CASIA OpenIR > 多模态人工智能系统全国重点实验室 > 模式分析与学习

	图像美学质量评估的方法与应用
	盛柯恺
	2019-05-27
页数	140
学位类型	博士
中文摘要	视觉美感质量评估是计算机视觉领域中非常具有挑战性的问题之一。从技术上讲，视觉美感质量评估是一项计算机视觉认知任务，涉及到多个学科，具有重要的理论意义和实际价值。视觉美感质量评估的最终目标是希望计算机能够像人类一样对图像的美感质量进行感知、分析和决策，在图像检索、图像合成、图像处理、机器情感智能等很多领域也有着广泛的应用前景。在过去的十几年里，美感质量评估研究得到了快速的发展。但另一方面，由于图像的美感质量是一个偏主观的视觉属性，至今仍然是一个具有较大挑战性和开放性的研究热点。本文主要研究图像美学质量的评估方法。针对目前主流的图像美学质量评估方法中存在的图像级别美学标签的数据利用效率低、尚未有效地利用无标签的图像数据、缺乏合理的正则化策略等问题，我们结合机器学习、计算机视觉领域的最新进展，提出新的、有效的方法。基于实验结果，我们也得到了很多有实际意义和参考价值的知识。照顾到实际应用的需求，本文还将涉及食物图像、人脸图像这样两个特定领域的美学质量评估问题。具体的，本文主要的研究工作和贡献如下: 1. 提出一种基于注意力机制的图像美学评估方法。由于图像级别美学标签的信息量不足、利用率低，目前主流的方法需要借助相关的图像属性(如，物体语义，场景语义，图像颜色属性等)来辅助完成美感质量的评估。但是，这些属性依赖于专家设计，不够灵活，而且标注成本和试错代价都不低。为了在不使用额外图像属性的情况下提高图像级别美学标签的利用率，我们提出一种基于注意力机制的方法:在训练阶段，方法将以一种端到端的、数据驱动的形式，自适应地给每个图像块赋予不同训练的权重，以此提高美学标签的利用率，进而得到更好的评估模型。从 AVA 数据集的评估正确率上看，使用我们方法所得到的卷积网络模型，在无需额外图像属性的情况下，能够取得比现有的评估方法都要高的美学评估正确率。 2. 提出一种基于自监督学习的图像美学评估算法。针对图像美学标签的获取成本高、含有主观因素等问题，一个合理的、有价值的思路是:利用无标签的图像数据来学习具有美学感知能力的表征。目前还没有这方面的研究工作。基于图像编辑操作与图像美学属性的关联，我们提出一个新型的、无需人工标签的、面向图像美学质量评估的自监督学习方法。

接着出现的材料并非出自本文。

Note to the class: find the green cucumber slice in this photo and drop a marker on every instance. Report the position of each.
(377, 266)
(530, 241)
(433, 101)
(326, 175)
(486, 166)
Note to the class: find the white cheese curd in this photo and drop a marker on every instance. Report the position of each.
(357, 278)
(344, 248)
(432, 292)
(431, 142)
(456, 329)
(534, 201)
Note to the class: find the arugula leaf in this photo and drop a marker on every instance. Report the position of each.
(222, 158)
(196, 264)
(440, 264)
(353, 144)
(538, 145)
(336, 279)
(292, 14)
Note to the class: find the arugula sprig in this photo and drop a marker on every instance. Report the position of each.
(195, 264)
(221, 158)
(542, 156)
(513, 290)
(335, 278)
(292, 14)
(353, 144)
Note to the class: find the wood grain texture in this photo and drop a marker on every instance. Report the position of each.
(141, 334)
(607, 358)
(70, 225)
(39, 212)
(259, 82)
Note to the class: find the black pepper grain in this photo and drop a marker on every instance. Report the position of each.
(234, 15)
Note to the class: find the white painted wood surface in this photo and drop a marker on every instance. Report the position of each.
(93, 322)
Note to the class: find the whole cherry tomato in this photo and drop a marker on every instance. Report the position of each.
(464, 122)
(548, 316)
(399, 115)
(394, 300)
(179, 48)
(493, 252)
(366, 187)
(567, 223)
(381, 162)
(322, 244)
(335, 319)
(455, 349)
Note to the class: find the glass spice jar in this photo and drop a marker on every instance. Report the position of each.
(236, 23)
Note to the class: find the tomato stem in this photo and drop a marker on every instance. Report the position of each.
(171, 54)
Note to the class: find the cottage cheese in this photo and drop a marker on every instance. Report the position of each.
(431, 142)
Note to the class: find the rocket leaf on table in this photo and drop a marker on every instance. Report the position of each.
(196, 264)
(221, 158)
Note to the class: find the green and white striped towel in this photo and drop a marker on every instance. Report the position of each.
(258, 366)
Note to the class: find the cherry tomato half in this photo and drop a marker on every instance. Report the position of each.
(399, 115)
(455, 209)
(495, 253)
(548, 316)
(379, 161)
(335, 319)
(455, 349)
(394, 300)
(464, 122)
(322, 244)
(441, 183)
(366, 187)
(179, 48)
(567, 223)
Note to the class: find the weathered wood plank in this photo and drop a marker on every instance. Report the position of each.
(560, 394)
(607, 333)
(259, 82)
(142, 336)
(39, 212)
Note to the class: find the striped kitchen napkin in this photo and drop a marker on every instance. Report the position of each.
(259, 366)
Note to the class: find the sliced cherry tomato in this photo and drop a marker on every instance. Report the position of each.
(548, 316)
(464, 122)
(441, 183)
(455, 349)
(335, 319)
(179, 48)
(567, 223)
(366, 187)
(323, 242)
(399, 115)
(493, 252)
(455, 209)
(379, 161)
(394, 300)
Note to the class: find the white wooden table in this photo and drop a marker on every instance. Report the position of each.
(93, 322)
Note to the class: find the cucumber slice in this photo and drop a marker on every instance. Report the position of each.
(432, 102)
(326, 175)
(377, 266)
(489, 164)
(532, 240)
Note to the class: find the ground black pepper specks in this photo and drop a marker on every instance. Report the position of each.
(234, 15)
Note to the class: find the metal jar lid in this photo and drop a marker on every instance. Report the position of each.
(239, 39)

此外，我们还首次在图像美学评估任务上对现有的经典的自监督学习方法进行性能评估。在 AVA、AADB 和 CUHKPQ 三个数据集上，我们方法能够取得比其他的自监督学习方法更好的效果，甚至优于使用 ImageNet 或者 Places 数据集的标签的表征方法。实验结果验证了在图像美学评估中利用无标签图像数据进行表征学习的有效性。 3. 建立一个大规模的食物图像美学评估数据集，并针对视觉美感质量评估中的过置信度问题提出了一个有效的正则化策略。食物图像是一类常见的图像类别，对人具有独特的吸引力，因此食物图像美学质量评估具有相当实际意义和应用价值。目前尚缺少这方面的研究。为了填补这个空白，我们建立一个较大规模的食物图像美学评估数据集(GPD):包含 24000 张图像(涵盖了大量常见的食物类别)和其对应的二分类美学标签。此外，针对图像美学评估中常见的过置信度问题，我们提出了一个简单而有效的正则化策略。通过大量的实验测试(包括在未知数据集上的泛化性测试，与 AVA 数据集的对比测试等)，我们验证了 GPD 数据集的美学标签和所提正则化方法的有效性。该研究将有助于后续研究者深入研究和开发与食物图像美学评估相关的应用。 4. 提出一个基于排序学习的人脸关键点定位质量无基准评估算法。人脸关键点定位是计算机视觉中一个经典的基本任务。考虑到一些基于人脸关键点定位结果的应用场景(如，人脸化妆、人脸卡通画)，我们需要设计一个无需人工标注基准即可完成定位质量评估的模型。目前还有没有相关任务的论文可供参考。我们的方法基于一个人脸关键点的先验知识:即，使用人脸关键点归一化后的人脸图像具有较强的稳定性。基于这个先验知识，我们通过构造一系列定位质量可控的关键点结果，利用排序学习来从这些序列数据中抽取有效信息来训练一个关键点定位质量模型。在四个公开人脸关键点评估数据集上，以 ESR 定位算法为例，我们的评估方法能够良好地完成关键点无基准评价。基于我们的评估算法模型，我们能够以很小的代价取得较大的定位质量提升。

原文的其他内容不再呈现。